Deux CD, quatre pièces improvisées, huit musiciens. Une équation simple mais qui a quelque chose de monumental pour ce disque paru sur le label d'Ernesto Rodrigues, également présent sur ce disque, à la direction, à l'alto, mais aussi à la harpe, aux métronomes et différents objets acoustiques. A ses côtés, on retrouve de nombreux fidèles de la scène portugaise, la plupart étant des collaborateurs réguliers d'Ernesto, tels son fils Guilherme, au violoncelle, Abdul Moimême à la guitare électrique préparée et Carlos Santos à l'électronique et aux "éléments piézoélectriques"; mais également Gil Gonçalves au tuba, Nuno Torres au saxophone alto, Armando Perreira à l'accordéon et au piano jouet, et enfin, José Oliveira aux percussions.
Une formation instrumentale impressionnante, dense et presque exhaustive (dans la mesure où on retrouve toutes les familles d'instruments). Mais contrairement à ce qu'on pourrait présager, ces quatre longues improvisations sont tout de même très espacées, les musiciens ne sont que très rarement plus de quatre à jouer simultanément. La musique semble dirigée, et Ernesto prend bien soin de laisser de la place à chacun, un peu à la manière d'une Klangfarbenmelodie mais très étirée ici. Pas de pointillisme à la Webern, les musiciens portugais posent plutôt des nappes longues et étirées, où l'espace entre chaque timbre prend autant d'importance que le timbre lui-même. Un timbre rentre, donc, puis un second, puis un troisième, tandis que le premier se retire et ainsi de suite. L'espace sonore n'est jamais saturé, le temps est lisse mais les fractures sont constantes, fractures de timbres à l'intérieur d'une durée lisse et d'une pulsation indéterminée parce que absente. Les changements d'ambiances et de textures sont incessants, aucun son ne reste en place et s'impose, et pourtant, la linéarité de ces pièces est monolithique (à l'intérieur d'une pièce comme des quatre qui s'enchaînent sans que l'on ne s'en aperçoive). La cohérence qui s'établit dans la continuité est impressionnante et majestueuse. Les cellules de timbres qui s'agencent peuvent parfois être très intenses, très plates, certaines très originales (comme ces métronomes dissymétriques, ou les nappes discrètes de Carlos Santos qui parviennent si bien à appuyer et enrichir n'importe quel type de texture, la profondeur et le charisme du tuba) et d'autres plus convenues. L'octet s'amuse à déployer toutes les combinaisons instrumentales possibles et explore différents agencements de familles instrumentales tout en développant des réponses logiques relativement à chaque cellule, et à l'ensemble de la pièce.

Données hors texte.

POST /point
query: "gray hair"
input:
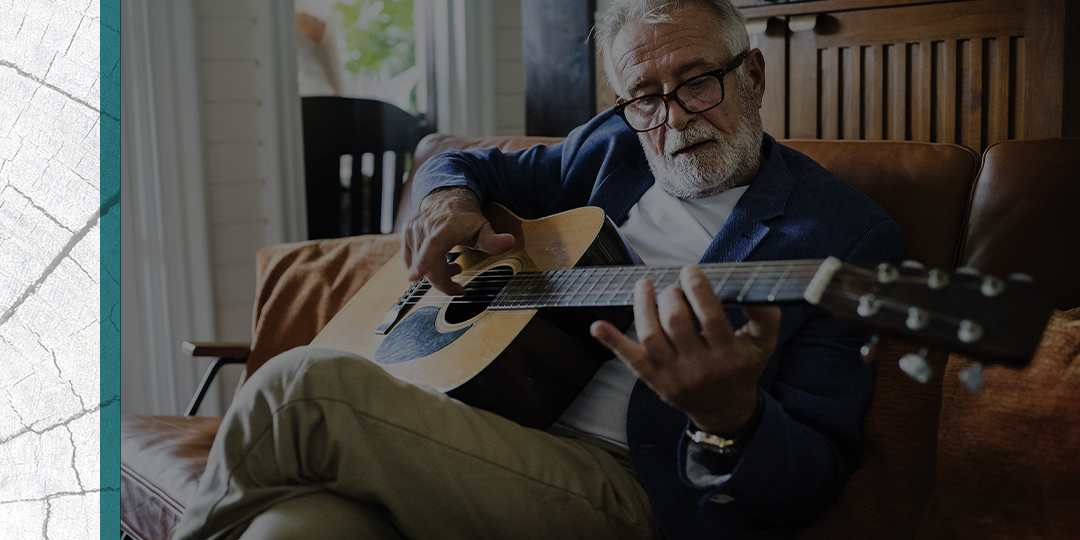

Et pourtant, je n'y arrive pas. Peut-être que j'ai un peu trop écouté Ernesto ces derniers temps, je ne sais pas, mais en tout cas, cette continuité constamment brisée par les ruptures texturales tout en étant maintenue dans une temporalité linéaire m'a franchement fatigué. L'espace et l'agencement des timbres est très bien géré, des textures se font à l'intérieur d'un espace vaste, mais le fait que ces textures soient constamment modifiées par le retrait ou l'ajout d'un instrumentiste fait qu'elles n'ont pas le temps de prendre véritablement sens. Malgré une inventivité exceptionnelle de chaque musicien comme du groupe pris dans sa globalité, les architectures sonores proposées ici me paraissent trop froides du fait de leur absence de déploiement dans le temps et de leur fracture incessante. Comme une sorte de pointillisme étirée, de "lignisme" pourrait-on dire, car le groupe trace des lignes sans forcément de rapport les unes avec les autres, des lignes qui s'agencent et se superposent pour former un certain volume (géométrique) précis et déterminé. Et même si la créativité dans la production des lignes est impressionnante, autant que la sensibilité de l'écoute, et l'attention au collectif, l'inconstance des volumes pris dans une temporalité elle très constante dans sa linéarité monolithique m'a plutôt ennuyé. Une musique qui laisse une étrange sensation d'éphémère et d'éternité.